Published: 2022.11.23. The return of gold as a hedge against inflation

The return of gold as a hedge against inflation - Vista previa

Last Thursday, it was announced that the US inflation rate for October this year was 7.7% per annum, which was well below expectations, causing strong buying interest not only in the stock markets, but also in the gold market. This led, for example, to the fact that for the first time in four weeks, the amount of gold held in the world's largest gold ETF fund SPDR Gold Shares increased from 908.38 to 911.57 tons.
It also means that, at least in the US, the depreciation of money seems to be slowing noticeably, with June's highest inflation rate in over 40 years at 9.1% per annum.
Gold is generally considered to be an asset class that benefits from rising inflation. However, as we are still living in not normal times, despite the easing of inflationary pressures, the yellow precious metal is trending towards a significant increase.

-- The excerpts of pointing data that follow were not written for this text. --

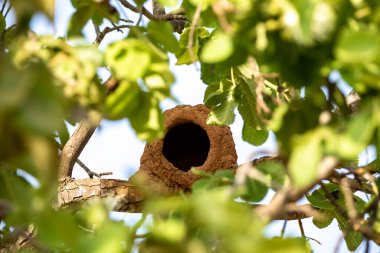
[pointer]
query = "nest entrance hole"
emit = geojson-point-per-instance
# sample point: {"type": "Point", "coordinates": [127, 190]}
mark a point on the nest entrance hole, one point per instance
{"type": "Point", "coordinates": [186, 146]}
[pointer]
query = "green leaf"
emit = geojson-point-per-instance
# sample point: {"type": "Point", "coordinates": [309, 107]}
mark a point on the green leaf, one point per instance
{"type": "Point", "coordinates": [78, 20]}
{"type": "Point", "coordinates": [276, 171]}
{"type": "Point", "coordinates": [123, 101]}
{"type": "Point", "coordinates": [2, 23]}
{"type": "Point", "coordinates": [304, 171]}
{"type": "Point", "coordinates": [254, 136]}
{"type": "Point", "coordinates": [184, 56]}
{"type": "Point", "coordinates": [352, 238]}
{"type": "Point", "coordinates": [161, 33]}
{"type": "Point", "coordinates": [122, 57]}
{"type": "Point", "coordinates": [325, 220]}
{"type": "Point", "coordinates": [255, 191]}
{"type": "Point", "coordinates": [247, 103]}
{"type": "Point", "coordinates": [358, 46]}
{"type": "Point", "coordinates": [147, 120]}
{"type": "Point", "coordinates": [217, 49]}
{"type": "Point", "coordinates": [169, 3]}
{"type": "Point", "coordinates": [223, 114]}
{"type": "Point", "coordinates": [63, 134]}
{"type": "Point", "coordinates": [319, 200]}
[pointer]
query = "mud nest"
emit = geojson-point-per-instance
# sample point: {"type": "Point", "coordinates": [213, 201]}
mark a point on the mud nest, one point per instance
{"type": "Point", "coordinates": [188, 142]}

The reason: along with the data on inflation, concerns about interest rates have also eased, which is especially clearly seen in the example of the FedWatch tool of the operator of futures exchanges CME Group. There is currently only a 19.4% chance of seeing another 75 basis point rate hike in mid-December, up from almost 70% a month ago.
This means that key U.S. interest rates, and hence opportunity costs (the interest forgone by gold holders), may rise less dynamically in the future. However, investors should always keep the following points in mind.
First, rising interest rates are always accompanied by lower bond prices, which has resulted in large asset losses for fixed income bondholders this year.
Second, demonetization is still quite large in excess of the yields achievable on US government bonds, leading to high negative real interest rates. This phenomenon is much more pronounced in Germany due to lower yields and higher inflation, which currently stands at 10.4% per annum.